Among other experts brought on for the investigation were Julie Huber from the Marine Biological Laboratory on Cape Cod who provided molecular analyses of the microbes as well as David Butterfield and Marvin Lilley from the University of Washington who contributed geochemical fluid analyses.
Utilizing the research submarine Alvin, the researchers collected samples of hydrothermal fluids flowing from black smokers up to 350 degrees C (662 degrees F) and seeping out of ocean floor cracks at lower temperatures. The samples were taken from Axial Volcano and the Endeavour Segment, both long-term observatory sites along an undersea mountain range about 200 miles off the coast of Washington and Oregon and 1-1.5 miles below the surface.

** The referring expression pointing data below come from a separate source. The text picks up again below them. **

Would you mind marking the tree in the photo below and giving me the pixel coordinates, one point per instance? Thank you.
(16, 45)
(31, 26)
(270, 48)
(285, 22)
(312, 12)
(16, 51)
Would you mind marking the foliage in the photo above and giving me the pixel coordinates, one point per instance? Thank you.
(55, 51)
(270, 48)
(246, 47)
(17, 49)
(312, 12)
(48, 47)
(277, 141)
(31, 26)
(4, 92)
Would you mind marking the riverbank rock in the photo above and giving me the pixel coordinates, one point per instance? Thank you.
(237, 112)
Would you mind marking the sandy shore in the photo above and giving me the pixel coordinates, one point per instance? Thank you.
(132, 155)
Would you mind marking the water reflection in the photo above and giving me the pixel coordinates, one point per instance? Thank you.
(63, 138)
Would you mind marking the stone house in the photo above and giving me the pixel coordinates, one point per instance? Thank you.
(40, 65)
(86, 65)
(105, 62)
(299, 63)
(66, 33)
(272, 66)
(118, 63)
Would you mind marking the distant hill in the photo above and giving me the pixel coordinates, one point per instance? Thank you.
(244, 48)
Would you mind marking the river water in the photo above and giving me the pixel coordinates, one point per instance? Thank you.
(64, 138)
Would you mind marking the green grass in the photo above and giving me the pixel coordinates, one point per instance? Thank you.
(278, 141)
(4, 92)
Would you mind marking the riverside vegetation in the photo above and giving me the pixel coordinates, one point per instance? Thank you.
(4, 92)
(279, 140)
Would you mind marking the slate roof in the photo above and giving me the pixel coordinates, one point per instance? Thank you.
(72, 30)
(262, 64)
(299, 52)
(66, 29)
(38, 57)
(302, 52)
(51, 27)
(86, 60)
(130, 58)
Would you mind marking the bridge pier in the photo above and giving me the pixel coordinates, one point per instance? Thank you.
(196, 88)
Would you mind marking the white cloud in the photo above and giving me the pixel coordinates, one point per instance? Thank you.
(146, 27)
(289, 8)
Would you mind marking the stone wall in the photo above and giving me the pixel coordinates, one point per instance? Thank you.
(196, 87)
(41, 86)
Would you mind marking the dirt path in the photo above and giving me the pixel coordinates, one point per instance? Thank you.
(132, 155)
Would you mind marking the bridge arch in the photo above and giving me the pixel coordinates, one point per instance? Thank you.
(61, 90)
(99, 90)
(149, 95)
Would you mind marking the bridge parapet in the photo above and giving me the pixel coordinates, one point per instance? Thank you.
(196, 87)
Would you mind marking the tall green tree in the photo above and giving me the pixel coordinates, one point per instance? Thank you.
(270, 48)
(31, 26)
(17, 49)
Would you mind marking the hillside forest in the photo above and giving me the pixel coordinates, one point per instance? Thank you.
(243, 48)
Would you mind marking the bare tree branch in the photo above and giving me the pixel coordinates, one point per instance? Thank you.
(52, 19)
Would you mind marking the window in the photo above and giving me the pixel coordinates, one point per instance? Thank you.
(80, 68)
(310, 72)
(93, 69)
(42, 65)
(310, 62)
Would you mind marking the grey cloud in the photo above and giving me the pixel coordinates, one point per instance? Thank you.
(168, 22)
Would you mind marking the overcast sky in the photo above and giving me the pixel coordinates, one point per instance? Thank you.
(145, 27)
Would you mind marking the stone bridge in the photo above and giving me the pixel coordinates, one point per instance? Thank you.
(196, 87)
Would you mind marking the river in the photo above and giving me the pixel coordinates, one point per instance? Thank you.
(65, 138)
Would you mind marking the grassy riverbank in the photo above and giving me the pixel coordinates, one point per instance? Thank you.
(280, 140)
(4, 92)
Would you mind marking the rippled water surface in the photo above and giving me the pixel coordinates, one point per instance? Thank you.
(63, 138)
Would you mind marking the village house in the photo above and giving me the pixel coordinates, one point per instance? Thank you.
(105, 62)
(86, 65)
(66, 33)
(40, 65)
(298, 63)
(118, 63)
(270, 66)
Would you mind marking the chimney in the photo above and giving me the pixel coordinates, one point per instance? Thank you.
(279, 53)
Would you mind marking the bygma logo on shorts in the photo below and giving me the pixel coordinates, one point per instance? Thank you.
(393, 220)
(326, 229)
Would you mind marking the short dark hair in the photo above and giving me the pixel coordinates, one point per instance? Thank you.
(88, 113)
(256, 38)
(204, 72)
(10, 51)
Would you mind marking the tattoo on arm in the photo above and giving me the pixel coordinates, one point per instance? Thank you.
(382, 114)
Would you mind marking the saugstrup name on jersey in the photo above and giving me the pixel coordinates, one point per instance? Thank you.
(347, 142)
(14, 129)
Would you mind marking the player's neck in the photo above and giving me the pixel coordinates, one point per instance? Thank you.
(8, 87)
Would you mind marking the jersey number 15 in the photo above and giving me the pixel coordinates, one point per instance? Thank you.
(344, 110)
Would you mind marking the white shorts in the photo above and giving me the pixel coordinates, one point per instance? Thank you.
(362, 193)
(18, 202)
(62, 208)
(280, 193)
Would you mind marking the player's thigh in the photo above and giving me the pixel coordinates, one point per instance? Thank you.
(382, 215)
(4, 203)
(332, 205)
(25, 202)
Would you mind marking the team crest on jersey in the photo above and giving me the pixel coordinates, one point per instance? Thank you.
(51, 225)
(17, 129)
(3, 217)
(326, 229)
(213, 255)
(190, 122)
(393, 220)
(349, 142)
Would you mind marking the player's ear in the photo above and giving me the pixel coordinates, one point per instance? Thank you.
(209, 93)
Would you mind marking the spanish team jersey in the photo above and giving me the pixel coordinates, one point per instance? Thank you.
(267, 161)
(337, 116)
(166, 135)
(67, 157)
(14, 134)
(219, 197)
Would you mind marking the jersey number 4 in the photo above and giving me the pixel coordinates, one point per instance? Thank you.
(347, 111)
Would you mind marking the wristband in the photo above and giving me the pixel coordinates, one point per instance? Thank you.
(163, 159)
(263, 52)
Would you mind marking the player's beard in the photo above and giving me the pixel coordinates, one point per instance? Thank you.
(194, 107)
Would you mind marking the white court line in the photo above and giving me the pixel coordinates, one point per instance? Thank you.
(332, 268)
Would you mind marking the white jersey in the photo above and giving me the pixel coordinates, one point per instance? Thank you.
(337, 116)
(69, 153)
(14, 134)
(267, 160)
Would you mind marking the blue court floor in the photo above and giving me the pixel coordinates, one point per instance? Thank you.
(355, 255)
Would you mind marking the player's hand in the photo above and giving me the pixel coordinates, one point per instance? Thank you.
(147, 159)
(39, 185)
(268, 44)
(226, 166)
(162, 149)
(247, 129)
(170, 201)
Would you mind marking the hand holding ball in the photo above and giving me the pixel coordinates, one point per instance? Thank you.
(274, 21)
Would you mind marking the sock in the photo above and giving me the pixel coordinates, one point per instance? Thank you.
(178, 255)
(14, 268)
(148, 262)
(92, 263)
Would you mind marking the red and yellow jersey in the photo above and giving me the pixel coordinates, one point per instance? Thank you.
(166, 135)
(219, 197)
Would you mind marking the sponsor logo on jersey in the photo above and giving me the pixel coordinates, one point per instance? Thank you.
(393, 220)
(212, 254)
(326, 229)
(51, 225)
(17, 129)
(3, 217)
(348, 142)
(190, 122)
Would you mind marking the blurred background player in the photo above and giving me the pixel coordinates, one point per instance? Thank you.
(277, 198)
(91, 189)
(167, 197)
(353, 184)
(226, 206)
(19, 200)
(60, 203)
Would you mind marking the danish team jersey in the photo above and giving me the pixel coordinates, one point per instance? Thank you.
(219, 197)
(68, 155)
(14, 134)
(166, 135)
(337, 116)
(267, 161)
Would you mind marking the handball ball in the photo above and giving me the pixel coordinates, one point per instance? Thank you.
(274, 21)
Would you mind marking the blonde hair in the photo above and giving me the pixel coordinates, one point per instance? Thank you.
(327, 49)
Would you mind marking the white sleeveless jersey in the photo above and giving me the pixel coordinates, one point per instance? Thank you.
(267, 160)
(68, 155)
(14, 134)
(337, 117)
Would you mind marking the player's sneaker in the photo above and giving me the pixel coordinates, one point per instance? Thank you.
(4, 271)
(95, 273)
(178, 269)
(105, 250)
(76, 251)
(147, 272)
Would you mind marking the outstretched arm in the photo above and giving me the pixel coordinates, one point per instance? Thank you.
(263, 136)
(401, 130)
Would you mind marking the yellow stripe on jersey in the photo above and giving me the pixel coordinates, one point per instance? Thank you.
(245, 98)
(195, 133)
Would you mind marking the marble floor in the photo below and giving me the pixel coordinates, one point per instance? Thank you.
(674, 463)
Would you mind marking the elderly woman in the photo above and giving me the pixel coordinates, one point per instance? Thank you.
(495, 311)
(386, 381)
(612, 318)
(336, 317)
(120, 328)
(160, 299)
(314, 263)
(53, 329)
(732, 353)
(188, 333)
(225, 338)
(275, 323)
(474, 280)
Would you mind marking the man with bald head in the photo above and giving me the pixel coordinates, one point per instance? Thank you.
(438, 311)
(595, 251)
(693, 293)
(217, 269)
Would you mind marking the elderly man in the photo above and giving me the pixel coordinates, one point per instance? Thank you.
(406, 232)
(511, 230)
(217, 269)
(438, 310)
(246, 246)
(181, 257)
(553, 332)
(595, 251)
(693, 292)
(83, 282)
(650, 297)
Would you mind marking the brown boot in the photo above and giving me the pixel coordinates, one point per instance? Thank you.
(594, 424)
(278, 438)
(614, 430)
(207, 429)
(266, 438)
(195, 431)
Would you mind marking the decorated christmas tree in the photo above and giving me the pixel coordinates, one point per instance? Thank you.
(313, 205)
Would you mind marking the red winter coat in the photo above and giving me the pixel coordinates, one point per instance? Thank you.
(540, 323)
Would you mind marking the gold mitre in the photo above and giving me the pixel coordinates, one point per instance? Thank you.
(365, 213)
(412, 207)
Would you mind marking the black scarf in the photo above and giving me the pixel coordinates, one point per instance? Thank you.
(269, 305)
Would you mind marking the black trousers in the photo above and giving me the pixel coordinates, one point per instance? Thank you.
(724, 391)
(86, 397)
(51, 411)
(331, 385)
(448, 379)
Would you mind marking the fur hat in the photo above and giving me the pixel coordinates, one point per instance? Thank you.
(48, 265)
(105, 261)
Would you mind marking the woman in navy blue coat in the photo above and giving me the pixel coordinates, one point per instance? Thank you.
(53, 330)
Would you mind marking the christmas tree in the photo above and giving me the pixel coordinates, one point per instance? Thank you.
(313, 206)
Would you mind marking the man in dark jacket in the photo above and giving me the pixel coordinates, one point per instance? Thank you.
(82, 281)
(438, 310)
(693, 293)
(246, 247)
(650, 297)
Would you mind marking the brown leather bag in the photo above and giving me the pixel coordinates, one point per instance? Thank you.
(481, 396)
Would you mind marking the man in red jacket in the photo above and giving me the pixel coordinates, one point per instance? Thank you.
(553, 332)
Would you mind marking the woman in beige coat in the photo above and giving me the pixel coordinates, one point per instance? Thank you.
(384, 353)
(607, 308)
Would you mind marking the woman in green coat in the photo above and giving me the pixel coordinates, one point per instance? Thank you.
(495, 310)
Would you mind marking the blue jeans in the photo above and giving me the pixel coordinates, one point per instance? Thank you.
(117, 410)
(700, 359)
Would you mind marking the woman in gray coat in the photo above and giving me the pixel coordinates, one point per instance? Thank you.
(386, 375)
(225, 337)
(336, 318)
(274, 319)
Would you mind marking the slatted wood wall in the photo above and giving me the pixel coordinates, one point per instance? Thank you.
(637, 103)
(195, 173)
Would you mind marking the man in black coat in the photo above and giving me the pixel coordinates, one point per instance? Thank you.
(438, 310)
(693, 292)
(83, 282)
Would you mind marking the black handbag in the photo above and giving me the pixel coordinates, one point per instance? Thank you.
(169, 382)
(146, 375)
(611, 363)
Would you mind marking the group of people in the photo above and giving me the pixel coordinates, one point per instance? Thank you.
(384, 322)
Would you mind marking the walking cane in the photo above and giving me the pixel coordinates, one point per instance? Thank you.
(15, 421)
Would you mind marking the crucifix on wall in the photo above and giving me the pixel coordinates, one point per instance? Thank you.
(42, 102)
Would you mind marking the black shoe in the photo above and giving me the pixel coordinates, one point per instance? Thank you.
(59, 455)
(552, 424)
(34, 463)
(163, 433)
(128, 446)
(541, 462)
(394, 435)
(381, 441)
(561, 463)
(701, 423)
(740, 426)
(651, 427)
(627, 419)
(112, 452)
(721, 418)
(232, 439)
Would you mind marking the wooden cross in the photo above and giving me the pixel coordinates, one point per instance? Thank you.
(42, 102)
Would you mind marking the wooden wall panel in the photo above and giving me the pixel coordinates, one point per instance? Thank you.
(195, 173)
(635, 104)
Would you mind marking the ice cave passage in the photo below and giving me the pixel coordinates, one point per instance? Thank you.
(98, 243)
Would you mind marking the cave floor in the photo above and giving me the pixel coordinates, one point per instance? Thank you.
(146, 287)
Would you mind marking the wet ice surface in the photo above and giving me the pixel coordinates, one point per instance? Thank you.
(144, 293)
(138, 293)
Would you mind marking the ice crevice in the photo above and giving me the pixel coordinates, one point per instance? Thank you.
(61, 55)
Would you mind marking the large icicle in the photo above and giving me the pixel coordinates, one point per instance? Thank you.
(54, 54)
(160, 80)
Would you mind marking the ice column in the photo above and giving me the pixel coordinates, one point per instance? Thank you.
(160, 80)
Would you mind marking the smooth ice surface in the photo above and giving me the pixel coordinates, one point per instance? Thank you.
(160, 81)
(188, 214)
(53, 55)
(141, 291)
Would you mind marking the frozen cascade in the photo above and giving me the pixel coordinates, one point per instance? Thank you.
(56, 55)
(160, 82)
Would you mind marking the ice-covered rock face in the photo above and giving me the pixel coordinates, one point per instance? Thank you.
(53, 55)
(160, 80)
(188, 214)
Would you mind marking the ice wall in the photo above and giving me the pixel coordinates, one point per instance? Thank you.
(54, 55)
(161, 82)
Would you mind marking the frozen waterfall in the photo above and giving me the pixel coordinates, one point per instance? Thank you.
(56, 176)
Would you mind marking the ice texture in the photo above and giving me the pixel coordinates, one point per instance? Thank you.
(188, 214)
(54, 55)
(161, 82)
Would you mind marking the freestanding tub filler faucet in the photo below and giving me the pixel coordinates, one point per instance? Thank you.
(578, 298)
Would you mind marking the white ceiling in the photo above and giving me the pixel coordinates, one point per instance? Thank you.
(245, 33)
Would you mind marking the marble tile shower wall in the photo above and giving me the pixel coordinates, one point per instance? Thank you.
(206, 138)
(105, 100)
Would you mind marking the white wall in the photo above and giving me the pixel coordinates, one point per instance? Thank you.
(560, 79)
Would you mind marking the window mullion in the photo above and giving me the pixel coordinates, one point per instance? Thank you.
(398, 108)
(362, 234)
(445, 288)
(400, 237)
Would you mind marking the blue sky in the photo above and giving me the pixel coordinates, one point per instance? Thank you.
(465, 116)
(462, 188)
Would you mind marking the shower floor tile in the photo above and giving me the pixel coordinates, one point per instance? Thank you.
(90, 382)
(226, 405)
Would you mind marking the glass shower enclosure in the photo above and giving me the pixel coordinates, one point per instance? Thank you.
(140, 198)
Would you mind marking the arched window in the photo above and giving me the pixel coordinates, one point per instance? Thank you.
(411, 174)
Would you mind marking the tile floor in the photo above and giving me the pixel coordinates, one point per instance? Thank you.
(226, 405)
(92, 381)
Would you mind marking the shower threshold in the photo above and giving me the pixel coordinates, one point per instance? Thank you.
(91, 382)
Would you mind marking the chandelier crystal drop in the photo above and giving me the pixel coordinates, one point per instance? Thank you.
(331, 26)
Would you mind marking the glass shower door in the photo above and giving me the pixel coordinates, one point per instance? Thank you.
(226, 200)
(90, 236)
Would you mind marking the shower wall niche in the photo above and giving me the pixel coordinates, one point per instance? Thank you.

At the Axial site, they found hydrogen above their methanogen threshold for growth and obtained molecular, organism and geochemical evidence of on-going methanogenesis. At the Endeavour hydrogen levels were below the threshold and evidence for methanogenesis was largely non-existent. Holden's group then analyzed these and confirmed the lower threshold of hydrogen concentration needed by these methanogens.
At the low-hydrogen Endeavour site, they found that a few hyperthermophilic methanogens can survive by feeding on the hydrogen waste produced by other hyperthermophiles.
"We hypothesized that the methanogens grow syntrophically with the hydrogen producing microbes, and it worked out that way in the lab with a strain from the site," said Holden. "So we have described a methanogen ecosystem that includes a symbiotic relationship between microbes, which in my mind highlights the strength of our multi-pronged team approach. It really paid off. We feel that more research coupling broad field measurements with laboratory experiments will be really fruitful in the future."
Support for the research was provided by the National Science Foundation, NASA Astrobiology Institute, and the National Oceanographic and Atmospheric Administration.